Delta responds to CDA arbitration demand

On Oct. 1, Delta Dental of California issued a formal Answer to the Demand for Arbitration. Delta asserts that it has the right to amend Participating Dentist Agreements based on language in the contracts and its notification to the Department of Managed Health Care indicating that it intends to revise the provider agreements.

Delta Dental informed dentists on Aug. 1 of changes to two significant provisions of provider agreements — the elimination of the current contract provisions that prohibit Delta from reducing approved fees absent specific conditions and the restriction of dentists’ rights to challenge such actions by arbitration. On Aug. 14, CDA and two individual members filed a Demand for Arbitration challenging these amendments and seeking to require Delta to honor its contractual commitments contained in the Participating Dentist Agreements.

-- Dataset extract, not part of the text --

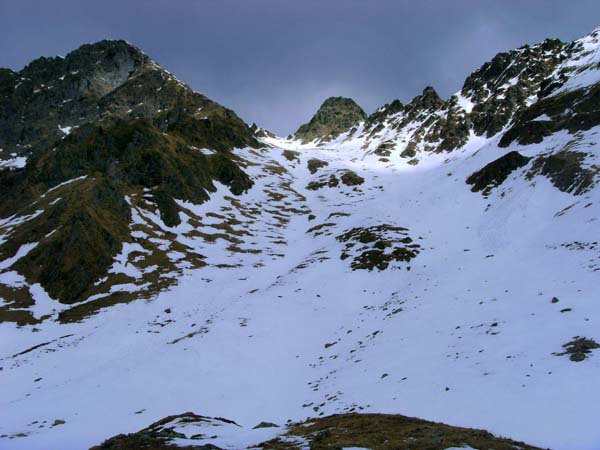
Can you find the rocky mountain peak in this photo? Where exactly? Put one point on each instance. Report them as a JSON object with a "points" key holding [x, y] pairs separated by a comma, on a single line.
{"points": [[335, 116]]}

Delta took the position that the amendments involved in the case would become effective 45 days after its announcement on Oct. 4. A CDA-sponsored law requires insurance companies to give providers 45 business days’ notice of any material changes to contracts and payment policies. As a result, on Oct. 2, CDA filed a motion to preserve the status quo, which would prohibit Delta from implementing its proposed contract amendments while arbitration is pending. That motion is now pending and will be briefed and argued in the coming weeks after the selection process for an arbitrator is complete.

In February, CDA learned and informed members of Delta’s plans to reduce Premier Plan provider reimbursement rates. Although Delta declined to confirm its plans, we have learned that Delta began the process of filing amendments now being challenged in March. The changes to the contract provisions are believed to be the first step in instituting the fee reductions.

CDA will keep members informed about the legal action against Delta. However, much of the information presented during the actual arbitration proceedings likely will be covered by a protective order and, therefore, cannot be released publicly.